= Act on the Prevention of Spousal Violence and the Protection of Victims =

Act on the Prevention of Spousal Violence and the Protection of Victims (Japanese: 配偶者からの暴力の防止及び被害者の保護等に関する法律, Act No. 31 of April 13, 2001) is a Japanese law that aims to prevent spousal violence and protect victims by establishing a system for reporting, consultation, protection, and self-reliance support in relation to domestic violence. It is commonly known as the Domestic Violence Prevention Law.

== History ==
On April 3, 2001, the Act was submitted to the 151st session of the Diet by the Chairman of the House of Councillors' Committee on Symbiotic Society. The Act was approved on April 6 of the same year, promulgated on April 13 of the same year, and came into effect on October 13 of the same year, with the exception of some provisions, and on April 1, 2002, the provisions on Spousal Violence Counseling and Support Center came into effect.

=== The revised law ===
The revised law, which was promulgated on June 2, 2004, and came into effect on December 2, 2004, provides for the following matters

- The definition of domestic violence has been expanded to include psychological violence. The definition of domestic violence has been expanded to include psychological violence, as well as physical violence that continues after divorce or annulment
- Prohibiting the perpetrator from roaming around the vicinity of the residence where the victim and the perpetrator live together has been added to the scope of the eviction order.
- A system for restraining orders and re-petitions against children was added

The revised law, which was promulgated on July 11, 2007, and came into effect on January 11, 2008, provides for the following matters.

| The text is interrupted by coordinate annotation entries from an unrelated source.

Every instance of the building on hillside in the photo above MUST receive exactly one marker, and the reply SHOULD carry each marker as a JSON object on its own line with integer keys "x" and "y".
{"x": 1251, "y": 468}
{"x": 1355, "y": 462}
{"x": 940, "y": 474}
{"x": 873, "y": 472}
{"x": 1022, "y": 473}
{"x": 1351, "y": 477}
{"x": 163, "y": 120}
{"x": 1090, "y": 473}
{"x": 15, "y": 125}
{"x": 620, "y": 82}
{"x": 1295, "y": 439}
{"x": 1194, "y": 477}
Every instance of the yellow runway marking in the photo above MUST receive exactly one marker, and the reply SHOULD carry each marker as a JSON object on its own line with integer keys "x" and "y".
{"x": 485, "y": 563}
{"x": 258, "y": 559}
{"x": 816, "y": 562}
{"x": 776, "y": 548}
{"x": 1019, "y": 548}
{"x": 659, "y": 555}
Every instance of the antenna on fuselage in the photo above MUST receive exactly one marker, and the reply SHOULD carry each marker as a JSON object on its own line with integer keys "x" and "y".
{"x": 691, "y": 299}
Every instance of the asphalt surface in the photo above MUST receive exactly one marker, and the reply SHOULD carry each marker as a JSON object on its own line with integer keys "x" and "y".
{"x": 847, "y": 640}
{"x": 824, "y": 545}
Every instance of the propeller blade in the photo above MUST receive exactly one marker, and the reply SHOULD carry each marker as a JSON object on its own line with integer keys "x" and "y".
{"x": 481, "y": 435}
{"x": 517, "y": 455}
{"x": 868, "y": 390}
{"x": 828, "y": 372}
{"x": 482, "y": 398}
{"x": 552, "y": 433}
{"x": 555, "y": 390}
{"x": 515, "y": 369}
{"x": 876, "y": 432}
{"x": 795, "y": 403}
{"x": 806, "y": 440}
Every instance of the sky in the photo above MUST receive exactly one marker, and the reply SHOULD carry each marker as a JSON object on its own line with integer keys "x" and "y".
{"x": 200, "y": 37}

- Victims of threats of harm to life or limb are added to the scope of petition for protection orders
- Adds a system to order the perpetrator not to follow the victim for six months from the day protection orders takes effect
- Adds a new system to prohibit the perpetrator from following the victim's relatives around at their addresses, etc., or vandalizing the vicinity of where the relatives are usually located

The revised law, which was promulgated on July 3, 2013, and came into effect on January 3, 2014, provides for the following matters

- Added that the law shall apply mutatis mutandis to violence by a person who is in a relationship with a person with whom he or she shares a common living space (excluding those who do not live a common life similar to a common life in marriage).